This strategy just pulls the ids via a sindex (assuming there is a supernode) and then does a random sampling of those ids, which is much quicker than materializing all of the data.

## Notes about combining filters

Our filtering is semi intelligent, but not all knowing. Let's look at this query:
`g.V().hasLabel("Person").has("name", "Lyndon").has("age", 30).has("location", "Port Alberni")`

If you have a secondary index on `name`, `age`, `location`, and the label, under the hood Aerospike Graph will run a single secondary index query on the secondary index that has the highest cardinality. Note this does not always yield the best result. Let's say `name` was the highest cardinality, but instead of `Lyndon` we had the name `Mohammad`, google estimates there are 150 million people names `Mohammad`, meanwhile there are only about 10-20 thousand people that live in `Port Alberni`.

Another important note, we always assume property filters are more selective than label filters, so a secondary index created on labels will only be used if there are no secondary indexes on the properties used in the query where the label filter is applied.

Quick note:
`g.V().hasLabel("Person").has("name", "Lyndon").has("age", 30).has("location", "Port Alberni").out().has("name", "Grant")`

The has("name", "Grant") will not (under any circumstance) use a sindex. Sindexes can ONLY be used at the start of a traversal.

`g.V().hasLabel("Person").has("name", "Lyndon").has("age", 30).has("location", "Port Alberni").out().where(eq(__.V().has("name", "Grant").in()))`

Something like the above will run a sindex on the anonymous traversal that is injected (this query is just an example, and may not work).

Refer to https://aerospike.com/docs/graph/indexing for more information.

## Prefer vertex properties over additional edges

A common thing people like to do when working on a graph is take something that may be a common property to many vertices and make it an edge.

So for example, perhaps an application has the input data of an address, and they want to try to figure out what people might be at that address to serve an advertisement.

Since addresses are generally not unique, and may attach to many vertices, a common way of dealing with this is to attach an address vertex and attach it to each person that has that address.
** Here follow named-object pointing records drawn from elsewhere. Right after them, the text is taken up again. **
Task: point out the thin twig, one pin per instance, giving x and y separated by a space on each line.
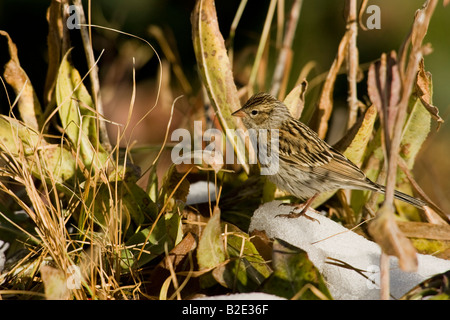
261 46
93 75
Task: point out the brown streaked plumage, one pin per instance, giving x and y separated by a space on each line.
307 164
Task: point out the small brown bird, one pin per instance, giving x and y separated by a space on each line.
307 164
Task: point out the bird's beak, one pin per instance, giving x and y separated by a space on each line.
239 113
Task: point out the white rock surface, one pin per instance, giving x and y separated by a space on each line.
329 239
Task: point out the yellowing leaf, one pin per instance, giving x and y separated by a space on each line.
215 70
55 283
211 251
28 103
294 276
76 114
391 240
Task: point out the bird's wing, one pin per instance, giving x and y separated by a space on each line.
295 148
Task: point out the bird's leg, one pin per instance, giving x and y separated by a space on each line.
302 212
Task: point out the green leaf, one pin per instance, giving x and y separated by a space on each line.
154 246
75 111
246 270
56 163
294 276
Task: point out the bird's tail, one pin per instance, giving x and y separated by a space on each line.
399 195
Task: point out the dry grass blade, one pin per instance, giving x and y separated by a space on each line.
352 62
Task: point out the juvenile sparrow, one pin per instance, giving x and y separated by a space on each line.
307 164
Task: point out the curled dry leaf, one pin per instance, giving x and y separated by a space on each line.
55 283
215 69
28 103
384 88
211 250
424 89
386 233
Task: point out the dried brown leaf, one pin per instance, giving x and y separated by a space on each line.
424 230
28 103
424 91
391 240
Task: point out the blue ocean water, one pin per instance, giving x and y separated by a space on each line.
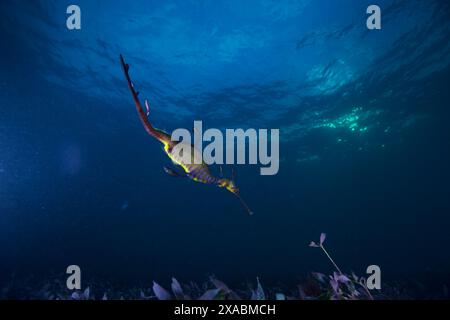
364 139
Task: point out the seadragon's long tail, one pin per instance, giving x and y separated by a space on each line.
156 133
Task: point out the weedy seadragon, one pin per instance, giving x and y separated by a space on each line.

The problem with this is as your graph grows, you will likely have address supernodes (perhaps a large apartment, or gym, etc). This will cause traversing off these commonly visited places to explode at runtime, causing things to be very slow.
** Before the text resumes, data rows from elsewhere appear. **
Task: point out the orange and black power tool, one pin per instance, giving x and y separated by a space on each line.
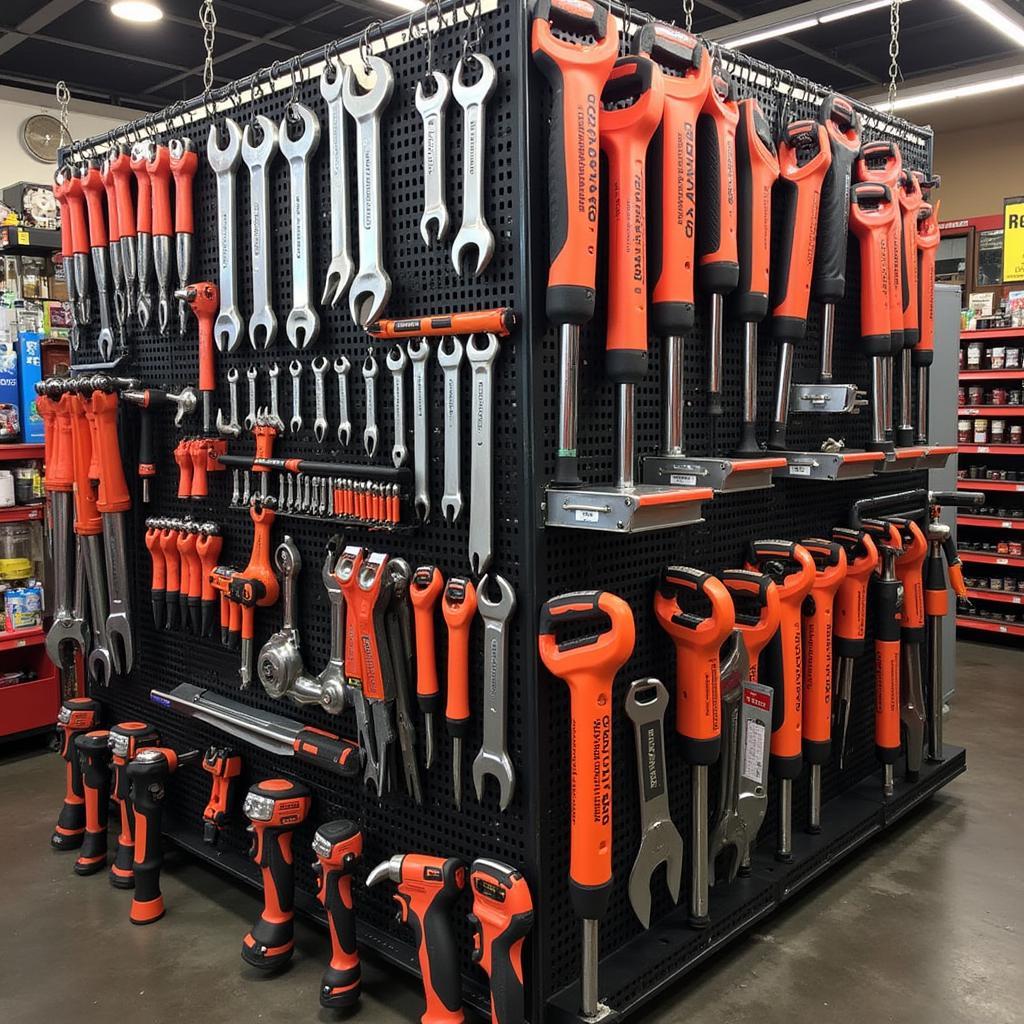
338 845
502 918
147 774
428 888
275 808
125 740
77 716
224 766
94 759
Instead, if you have a property on the vertex, you can use a secondary index to find all vertices that have that property, and then traverse off of that, so instead of storing the edge to address, we can store the address as a property on the vertex, and then use a secondary index to find all vertices that have that property, and then traverse off of that.
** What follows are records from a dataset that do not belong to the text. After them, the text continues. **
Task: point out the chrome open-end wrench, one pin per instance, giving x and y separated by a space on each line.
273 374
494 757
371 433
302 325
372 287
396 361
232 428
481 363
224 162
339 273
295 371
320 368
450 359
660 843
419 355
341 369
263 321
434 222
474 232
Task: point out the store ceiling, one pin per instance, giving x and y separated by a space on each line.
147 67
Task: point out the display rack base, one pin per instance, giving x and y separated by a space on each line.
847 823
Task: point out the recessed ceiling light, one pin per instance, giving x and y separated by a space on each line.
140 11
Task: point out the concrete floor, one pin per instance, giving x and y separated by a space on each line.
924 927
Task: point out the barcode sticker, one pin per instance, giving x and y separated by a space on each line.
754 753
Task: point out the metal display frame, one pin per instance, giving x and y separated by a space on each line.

The query difference would be from:
`g.V("123 Fake Street").has().in()`
to:
`g.V().has("address", "123 Fake Street")`

Now this is not always possible. In some datasets address may be unique, in others there may be many different addresses associated with the user. In the case that there is only 1 unique address, then this is possible and is a much better way of doing things. In the case that there are many addresses, then this is not possible.

## Summary alternative to Count

Counting vertices was mentioned as a common mistake people make. This is because it enters OLAP territory. We do however have a summary API alternative to this.

Running `g.call("summary")` will return the metadata counters of the graph very quickly. If you want data outside what this returns, you are out of luck unfortunately.